Author Patrick deWitt of Portland, Ore., became the shining example of Canadian government support for the arts Tuesday when his novel The Sisters Brothers won the $25,000 Governor-General's Literary Award for fiction, with the author attributing his success in part to a crucial grant received from the Canada Council for the Arts midway through writing the book.

"I can't overstate how much it saved me," deWitt said of the $12,000 grant, adding that the Canadian government funds allowed him to finish the book rather than return to a job in construction to support his family. "I think it benefited the book in a really tangible way."

A clear favourite with prize juries on both sides of the Atlantic this season, deWitt's genre-bending Western was nominated for the Man Booker Prize in Britain and all three major Canadian prizes, winning the $25,000 Rogers Writers' Trust Fiction Prize. But it was the Canada Council, organizer of the Governor-General Awards, that glowed brightest in light of deWitt's win on the program's 75th anniversary.

The author said he knew he was onto something special when he began writing The Sisters Brothers and feared he would "just lose the momentum completely" if he were forced to set it aside. "The initial spark, your affection for the characters, all those things can disappear," he said. "It's a perilous thing."

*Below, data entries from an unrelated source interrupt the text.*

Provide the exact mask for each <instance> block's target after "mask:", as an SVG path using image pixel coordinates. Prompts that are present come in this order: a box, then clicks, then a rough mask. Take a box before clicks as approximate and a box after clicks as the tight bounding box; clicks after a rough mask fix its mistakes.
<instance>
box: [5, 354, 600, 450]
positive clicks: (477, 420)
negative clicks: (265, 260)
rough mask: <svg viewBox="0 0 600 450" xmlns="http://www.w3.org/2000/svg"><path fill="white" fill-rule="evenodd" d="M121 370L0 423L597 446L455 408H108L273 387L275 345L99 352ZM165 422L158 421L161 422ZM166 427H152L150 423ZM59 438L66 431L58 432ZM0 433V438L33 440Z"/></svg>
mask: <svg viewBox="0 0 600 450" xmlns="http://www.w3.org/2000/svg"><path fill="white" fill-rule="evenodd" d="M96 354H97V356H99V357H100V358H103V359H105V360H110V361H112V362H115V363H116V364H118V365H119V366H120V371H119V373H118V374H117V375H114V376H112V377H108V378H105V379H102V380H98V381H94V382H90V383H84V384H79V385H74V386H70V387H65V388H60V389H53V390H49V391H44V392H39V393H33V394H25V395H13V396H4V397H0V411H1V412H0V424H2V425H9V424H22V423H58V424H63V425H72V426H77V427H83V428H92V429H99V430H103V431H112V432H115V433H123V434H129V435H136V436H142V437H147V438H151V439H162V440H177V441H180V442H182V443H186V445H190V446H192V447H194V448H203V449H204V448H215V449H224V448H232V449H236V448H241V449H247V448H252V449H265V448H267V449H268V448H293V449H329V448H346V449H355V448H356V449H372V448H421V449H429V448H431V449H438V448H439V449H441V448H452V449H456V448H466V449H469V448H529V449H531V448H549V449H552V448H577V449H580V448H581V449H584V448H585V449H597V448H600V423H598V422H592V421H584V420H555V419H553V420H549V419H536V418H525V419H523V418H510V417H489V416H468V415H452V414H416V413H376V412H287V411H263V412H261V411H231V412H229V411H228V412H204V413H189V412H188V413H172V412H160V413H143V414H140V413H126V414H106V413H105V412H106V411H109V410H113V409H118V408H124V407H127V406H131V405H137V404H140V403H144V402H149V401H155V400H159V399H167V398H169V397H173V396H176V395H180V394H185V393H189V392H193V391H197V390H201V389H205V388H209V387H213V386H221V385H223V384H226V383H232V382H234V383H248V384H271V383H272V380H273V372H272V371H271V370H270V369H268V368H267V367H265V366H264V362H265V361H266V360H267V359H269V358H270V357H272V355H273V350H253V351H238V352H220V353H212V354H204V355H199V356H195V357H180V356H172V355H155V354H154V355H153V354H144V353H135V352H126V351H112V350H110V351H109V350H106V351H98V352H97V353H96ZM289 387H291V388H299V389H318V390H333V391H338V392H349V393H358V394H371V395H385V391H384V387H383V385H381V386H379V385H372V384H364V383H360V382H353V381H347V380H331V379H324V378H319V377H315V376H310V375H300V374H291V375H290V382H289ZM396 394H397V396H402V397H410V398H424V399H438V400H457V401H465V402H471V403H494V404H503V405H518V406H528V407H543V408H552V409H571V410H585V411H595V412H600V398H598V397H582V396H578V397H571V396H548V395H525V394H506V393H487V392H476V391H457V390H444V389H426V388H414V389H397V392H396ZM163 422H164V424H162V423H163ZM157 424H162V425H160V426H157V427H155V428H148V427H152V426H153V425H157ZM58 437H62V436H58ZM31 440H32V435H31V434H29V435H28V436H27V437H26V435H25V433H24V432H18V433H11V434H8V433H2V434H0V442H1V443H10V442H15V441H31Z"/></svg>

The B.C.-born author was "at the end of his rope" when the fateful envelope from Canada finally arrived at his Portland home. "My hands were shaking and my wife and my mother were there," he recalled. "There was this really intensely dramatic moment. When I opened it up and got [the grant]we all erupted in cheers. It was a really fine moment for me."

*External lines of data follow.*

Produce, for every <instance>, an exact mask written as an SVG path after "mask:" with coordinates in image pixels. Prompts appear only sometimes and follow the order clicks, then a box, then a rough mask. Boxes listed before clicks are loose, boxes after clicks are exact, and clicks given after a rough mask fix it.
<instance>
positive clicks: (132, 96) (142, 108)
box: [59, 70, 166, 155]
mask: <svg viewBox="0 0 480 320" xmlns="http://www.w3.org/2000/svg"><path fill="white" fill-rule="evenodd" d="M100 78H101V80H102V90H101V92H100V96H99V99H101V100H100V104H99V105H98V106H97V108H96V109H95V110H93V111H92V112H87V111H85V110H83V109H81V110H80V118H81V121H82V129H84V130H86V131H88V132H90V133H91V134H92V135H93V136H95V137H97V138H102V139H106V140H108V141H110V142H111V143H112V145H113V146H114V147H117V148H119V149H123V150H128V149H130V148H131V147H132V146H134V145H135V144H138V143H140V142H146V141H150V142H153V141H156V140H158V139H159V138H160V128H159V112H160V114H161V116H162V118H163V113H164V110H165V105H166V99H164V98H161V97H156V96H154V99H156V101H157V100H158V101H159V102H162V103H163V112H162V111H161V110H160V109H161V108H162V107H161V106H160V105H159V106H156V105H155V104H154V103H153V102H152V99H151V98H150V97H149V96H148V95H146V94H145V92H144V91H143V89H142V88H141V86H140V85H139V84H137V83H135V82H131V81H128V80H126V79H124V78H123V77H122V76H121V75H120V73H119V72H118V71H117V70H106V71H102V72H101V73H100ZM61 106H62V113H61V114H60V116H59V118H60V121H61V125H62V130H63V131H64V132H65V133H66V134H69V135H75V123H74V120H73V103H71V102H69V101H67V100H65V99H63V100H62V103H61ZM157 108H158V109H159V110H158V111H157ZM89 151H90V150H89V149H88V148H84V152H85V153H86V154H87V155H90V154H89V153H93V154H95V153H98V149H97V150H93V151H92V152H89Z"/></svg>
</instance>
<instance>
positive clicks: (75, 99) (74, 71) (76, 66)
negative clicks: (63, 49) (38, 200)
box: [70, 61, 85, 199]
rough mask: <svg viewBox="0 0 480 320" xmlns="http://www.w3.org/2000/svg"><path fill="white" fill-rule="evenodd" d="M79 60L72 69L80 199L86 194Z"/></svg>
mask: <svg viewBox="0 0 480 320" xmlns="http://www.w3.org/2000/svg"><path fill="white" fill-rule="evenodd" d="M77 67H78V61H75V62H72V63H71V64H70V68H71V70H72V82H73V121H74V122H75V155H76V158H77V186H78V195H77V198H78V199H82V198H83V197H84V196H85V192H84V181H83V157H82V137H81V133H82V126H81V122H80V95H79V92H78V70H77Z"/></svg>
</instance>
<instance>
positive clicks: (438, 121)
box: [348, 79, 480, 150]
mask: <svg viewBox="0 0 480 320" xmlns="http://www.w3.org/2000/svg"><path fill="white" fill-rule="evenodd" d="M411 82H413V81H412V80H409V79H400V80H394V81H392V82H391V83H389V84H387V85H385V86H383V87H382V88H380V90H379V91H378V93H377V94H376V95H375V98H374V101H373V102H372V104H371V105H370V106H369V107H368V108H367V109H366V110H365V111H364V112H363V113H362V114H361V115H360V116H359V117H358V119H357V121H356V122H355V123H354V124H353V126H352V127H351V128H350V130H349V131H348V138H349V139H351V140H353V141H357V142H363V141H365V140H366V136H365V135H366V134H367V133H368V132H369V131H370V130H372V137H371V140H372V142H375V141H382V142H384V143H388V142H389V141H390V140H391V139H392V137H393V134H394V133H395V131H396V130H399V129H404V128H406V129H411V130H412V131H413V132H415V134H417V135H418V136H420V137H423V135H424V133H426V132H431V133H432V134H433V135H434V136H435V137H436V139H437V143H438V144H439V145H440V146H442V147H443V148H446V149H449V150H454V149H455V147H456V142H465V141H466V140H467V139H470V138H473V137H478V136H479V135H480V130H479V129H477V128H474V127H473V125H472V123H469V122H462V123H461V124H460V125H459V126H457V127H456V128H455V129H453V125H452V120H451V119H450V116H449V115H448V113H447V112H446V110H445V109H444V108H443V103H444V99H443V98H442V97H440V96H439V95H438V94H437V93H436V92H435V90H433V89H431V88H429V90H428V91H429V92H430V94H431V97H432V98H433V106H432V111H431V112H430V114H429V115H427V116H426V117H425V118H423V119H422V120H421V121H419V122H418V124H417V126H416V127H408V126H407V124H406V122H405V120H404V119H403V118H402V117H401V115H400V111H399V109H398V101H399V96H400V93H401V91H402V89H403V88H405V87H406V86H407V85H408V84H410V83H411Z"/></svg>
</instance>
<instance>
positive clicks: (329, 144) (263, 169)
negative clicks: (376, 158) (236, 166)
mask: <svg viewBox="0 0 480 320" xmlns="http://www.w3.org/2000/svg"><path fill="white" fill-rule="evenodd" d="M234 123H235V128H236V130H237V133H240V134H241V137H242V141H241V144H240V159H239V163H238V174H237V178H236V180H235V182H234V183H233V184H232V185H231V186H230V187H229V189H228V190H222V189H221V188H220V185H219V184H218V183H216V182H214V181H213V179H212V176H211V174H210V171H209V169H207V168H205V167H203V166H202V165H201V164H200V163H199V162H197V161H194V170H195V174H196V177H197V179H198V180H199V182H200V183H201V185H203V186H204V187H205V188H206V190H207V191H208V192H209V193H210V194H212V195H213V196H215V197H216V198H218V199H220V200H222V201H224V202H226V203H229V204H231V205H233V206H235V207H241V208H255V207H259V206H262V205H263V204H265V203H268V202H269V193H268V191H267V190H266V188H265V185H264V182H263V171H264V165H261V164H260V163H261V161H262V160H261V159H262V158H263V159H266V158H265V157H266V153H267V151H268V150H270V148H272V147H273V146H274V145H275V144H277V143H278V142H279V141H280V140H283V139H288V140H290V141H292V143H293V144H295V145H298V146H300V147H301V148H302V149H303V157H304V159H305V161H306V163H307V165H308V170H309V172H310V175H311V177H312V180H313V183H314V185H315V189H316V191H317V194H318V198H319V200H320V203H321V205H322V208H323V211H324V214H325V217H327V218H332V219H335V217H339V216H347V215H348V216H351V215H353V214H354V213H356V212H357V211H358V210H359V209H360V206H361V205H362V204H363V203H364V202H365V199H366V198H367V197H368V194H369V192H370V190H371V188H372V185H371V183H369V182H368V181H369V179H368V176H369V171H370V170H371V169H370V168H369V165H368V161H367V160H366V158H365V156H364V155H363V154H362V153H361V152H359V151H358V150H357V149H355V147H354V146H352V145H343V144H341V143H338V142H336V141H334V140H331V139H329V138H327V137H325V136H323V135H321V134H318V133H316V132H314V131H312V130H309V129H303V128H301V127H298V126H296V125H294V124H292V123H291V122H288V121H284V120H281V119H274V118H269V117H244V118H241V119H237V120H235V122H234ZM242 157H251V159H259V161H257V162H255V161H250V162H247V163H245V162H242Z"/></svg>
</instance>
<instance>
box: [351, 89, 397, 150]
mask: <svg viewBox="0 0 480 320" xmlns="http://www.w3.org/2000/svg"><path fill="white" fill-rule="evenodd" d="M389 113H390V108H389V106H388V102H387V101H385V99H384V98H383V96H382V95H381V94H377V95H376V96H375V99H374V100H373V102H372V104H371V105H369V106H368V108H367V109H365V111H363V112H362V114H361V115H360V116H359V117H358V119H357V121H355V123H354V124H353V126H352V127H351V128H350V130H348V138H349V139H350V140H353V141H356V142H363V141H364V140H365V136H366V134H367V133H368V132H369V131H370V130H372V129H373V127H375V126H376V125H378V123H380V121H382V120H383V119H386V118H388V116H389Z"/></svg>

DeWitt's latest victory brings to an end the unexpected rivalry between his novel and Esi Edugyan's Half-Blood Blues, which began when both novels were nominated for the Booker Prize and ultimately all three major Canadian fiction prizes. Together they dominated the season, with deWitt's two prizes bracketing Edugyan's win of the influential Scotiabank Giller Prize last week.

Also enjoying the latest of many honours at yesterday's ceremony, which distributed almost $450,000 to 14 prize winners in both official languages, was Charles Foran of Peterborough, Ont., who accepted the 2011 Governor-General's award for non-fiction for Mordecai: The Life & Times – probably the single most awarded book of any genre in the history of Canadian literature.

Prior to winning this prize, Foran's book on Mordecai Richler won the 2011 Charles Taylor Prize for Literary Non-Fiction, the 2011 Hilary Weston Prize for Non-Fiction and the 2011 Canadian Jewish Book Award. It was nominated for the British Columbia National Award for Canadian Non-Fiction and the Canadian Booksellers Association Libris Award.

"It's very surprising and flattering to have so many juries choose the book," Foran said. "They're full of strong personalities and people bring a lot of different agendas to the table. I would never have thought that so many would have gone with my book."

Foran also expressed doubts that his late subject would have liked the book, nonetheless offering him the ultimate thanks for the honour. "I have been standing on the shoulders of a giant throughout," he said.

Yesterday's award for poetry went to Phil Hall of Perth, Ont., for Killdeer, one of three poetry finalists published by upstart small press BookThug. Erin Shields won the drama award for If We Were Birds while historian Christopher Moore won the children's literature award for From Then to Now: A Short History of the World.